Again, you can start with the dozen of providers above, which you can quickly narrow down depending on whether you prefer best of breed or sourcing suite and whether you favour technical orientations or service orientations. If the list is still too large, find the subset that bests fits your organizational size, industry, category focus, geography, and culture and focus in on those.

3) If you are using another sourcing or analytics (reporting) platform that is not meeting your needs, and can replace it, do so.

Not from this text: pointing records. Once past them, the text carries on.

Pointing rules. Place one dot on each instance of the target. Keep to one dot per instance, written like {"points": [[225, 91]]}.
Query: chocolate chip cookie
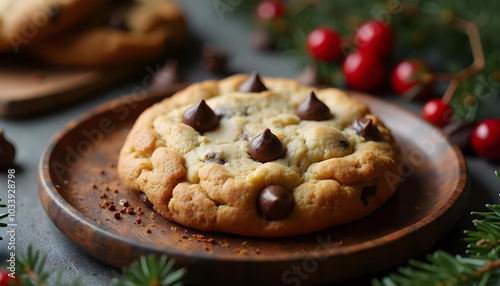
{"points": [[261, 157], [119, 32], [26, 22]]}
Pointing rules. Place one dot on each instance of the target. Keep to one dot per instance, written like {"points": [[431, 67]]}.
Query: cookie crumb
{"points": [[241, 251], [124, 203]]}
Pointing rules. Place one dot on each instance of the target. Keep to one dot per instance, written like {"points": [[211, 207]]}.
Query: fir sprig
{"points": [[150, 271], [481, 267]]}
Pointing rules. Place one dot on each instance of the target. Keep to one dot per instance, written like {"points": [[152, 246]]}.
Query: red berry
{"points": [[486, 139], [437, 112], [270, 9], [323, 44], [6, 280], [406, 76], [376, 37], [363, 71]]}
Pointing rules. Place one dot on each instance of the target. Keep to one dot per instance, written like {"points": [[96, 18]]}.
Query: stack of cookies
{"points": [[85, 33]]}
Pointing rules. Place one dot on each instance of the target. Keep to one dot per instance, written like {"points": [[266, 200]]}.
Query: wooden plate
{"points": [[78, 169]]}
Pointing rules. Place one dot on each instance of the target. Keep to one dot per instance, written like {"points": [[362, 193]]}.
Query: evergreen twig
{"points": [[481, 267]]}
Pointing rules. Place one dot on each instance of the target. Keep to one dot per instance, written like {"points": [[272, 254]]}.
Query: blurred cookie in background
{"points": [[124, 32]]}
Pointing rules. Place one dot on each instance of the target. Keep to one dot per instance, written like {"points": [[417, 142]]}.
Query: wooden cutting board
{"points": [[28, 87]]}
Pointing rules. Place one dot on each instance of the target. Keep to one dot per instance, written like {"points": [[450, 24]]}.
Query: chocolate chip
{"points": [[364, 127], [53, 14], [460, 133], [313, 109], [143, 198], [266, 147], [310, 76], [166, 76], [252, 84], [261, 40], [117, 21], [214, 60], [201, 117], [215, 157], [343, 143], [366, 192], [275, 202], [7, 152]]}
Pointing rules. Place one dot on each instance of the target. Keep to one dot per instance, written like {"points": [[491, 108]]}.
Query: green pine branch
{"points": [[480, 268], [150, 271]]}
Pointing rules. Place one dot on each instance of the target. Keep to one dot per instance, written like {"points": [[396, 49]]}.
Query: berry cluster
{"points": [[364, 69]]}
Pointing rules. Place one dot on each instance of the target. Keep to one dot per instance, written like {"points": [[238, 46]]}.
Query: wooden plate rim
{"points": [[47, 187]]}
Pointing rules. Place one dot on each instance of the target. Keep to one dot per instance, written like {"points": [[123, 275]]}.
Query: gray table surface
{"points": [[31, 136]]}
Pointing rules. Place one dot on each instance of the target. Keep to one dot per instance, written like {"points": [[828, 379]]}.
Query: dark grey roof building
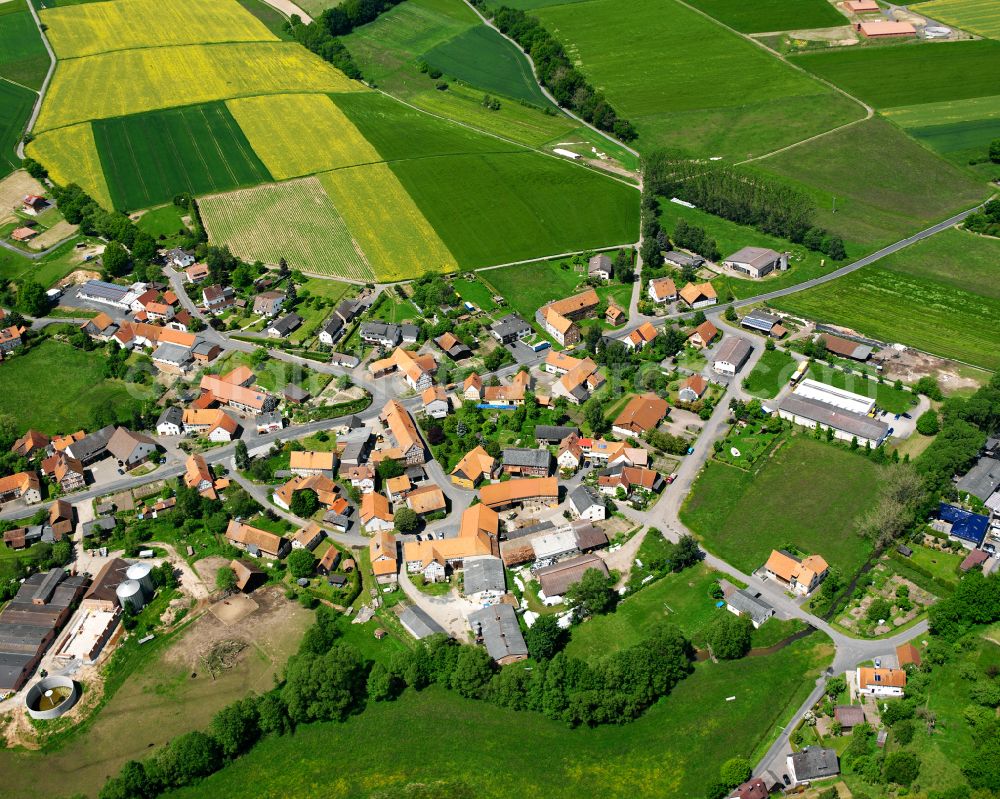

As with the optimization providers, a few of these providers have a considerable portion of their customer base that consist of customers that switched from another provider with a solution that didn’t meet their needs and, thus, have a lot of experience with change management, fear squashing, migrating your data over, and getting you up and running on the right processes quickly. Simply craft the right RFI and you will quickly zero in to the handful of providers that will likely be the best fit for your situation.

4) If you are using another sourcing platform or reporting platform that is otherwise meeting your needs, or can’t be replaced at the present time, or both, augment it with a pure-play deep-dive best of breed modern analytics solution.

So if you are in the situation that you just bought a best of breed Source-to-Contract or Source-to-Pay solution and can’t replace it, or you have a first generation BI tool that produces reports the executives love but doesn’t meet your needs, augment it with a point-based best of breed solution. From the above list,
AnyData, (Opera) BIQ, Sievo, Simfoni, SpendHQ, and Spendata fit that bill.

But what about the “sniff test”?

How do you differentiate a last generation solution from a current generation solution? Three tests. Have them, in front of you, in a live demo:

  • Build a Cube with Derived Dimensions and a new Report on the Cube on the Spot
    if they can’t do so (in 15 minutes), they are a last generation platform that can only work on pre-defined and pre-built OLAP cubes
  • Run a categorization exercise on at least 3 months of your transaction history / invoice data and at least 100,000 transactions
    if they can’t either use their AI, or powerful (collaborative) filtering and priority based rule definition, and get to the 95% mark in an hour, it’s not for you … (and, trust me, you don’t need AI to get to the 95% mark if the rule definition capability is appropriately defined)
  • Map the cube to a new taxonomy, create new derived dimensions, and create a set of filters that will allow comparison reports to be run between the cubes
    let’s face it, there is no one size fits all taxonomy for analysis, and this is the kicker test to see if the platform can support any taxonomy that is needed, run any analysis you want, and allow you to run comparison reports both as checksums and as differentials to figure out where the opportunities are hidden

All this should take less than a morning or afternoon. But it means the provider deserves to be on your short list.